2013-03-28 07:05:58 -
Leiden, the Netherlands, March 28th, 2013. Biotech company Pharming Group NV
("Pharming") (NYSE Euronext: PHARM) announced today that it has received
approval from the European Medicines Agency (EMA) for Sanofi Chimie to
manufacture drug substance for Pharming's product Ruconest® at their Aramon
(France) site. Sanofi Chimie is acting as Pharming's Contract Manufacturing
Sanofi Chimie's Aramon site is recognized for its industrial excellence in the
production of biologics. The site reaches high quality standards and its team
has a very good track record with health authorities.
The approval of the production site by EMA (European Medicines Agency), which
was achieved through a Type II variation, allows Pharming to supply the European
market with drug substance from Sanofi Chimie.

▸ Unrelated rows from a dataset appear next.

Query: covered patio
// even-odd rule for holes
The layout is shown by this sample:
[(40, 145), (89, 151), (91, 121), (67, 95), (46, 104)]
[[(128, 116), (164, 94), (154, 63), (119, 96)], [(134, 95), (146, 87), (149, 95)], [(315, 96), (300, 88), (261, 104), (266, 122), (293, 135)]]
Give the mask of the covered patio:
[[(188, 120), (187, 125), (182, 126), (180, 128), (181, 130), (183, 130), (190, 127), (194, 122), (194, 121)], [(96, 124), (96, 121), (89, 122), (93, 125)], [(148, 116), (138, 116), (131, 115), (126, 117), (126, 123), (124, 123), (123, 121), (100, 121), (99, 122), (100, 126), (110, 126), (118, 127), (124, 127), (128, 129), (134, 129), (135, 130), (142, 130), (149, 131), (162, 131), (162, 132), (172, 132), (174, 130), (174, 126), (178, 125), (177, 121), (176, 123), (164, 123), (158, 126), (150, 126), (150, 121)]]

Pharming's ability to leverage the manufacturing process for Ruconest, a
recombinant human C1 inhibitor approved
for the treatment of angioedema attacks
in patients with HAE (Hereditary Angioedema), represents a significant
competitive advantage over manufacturers of plasma- (blood) derived products,
which are dependent on blood donations.
The Contract Manufacturing process requires a highly complex purification
process. Three different chromatography steps are necessary to obtain a robust
high quality profile of drug substance. All essential sophisticated analytical
methods involved have been also successfully implemented and validated.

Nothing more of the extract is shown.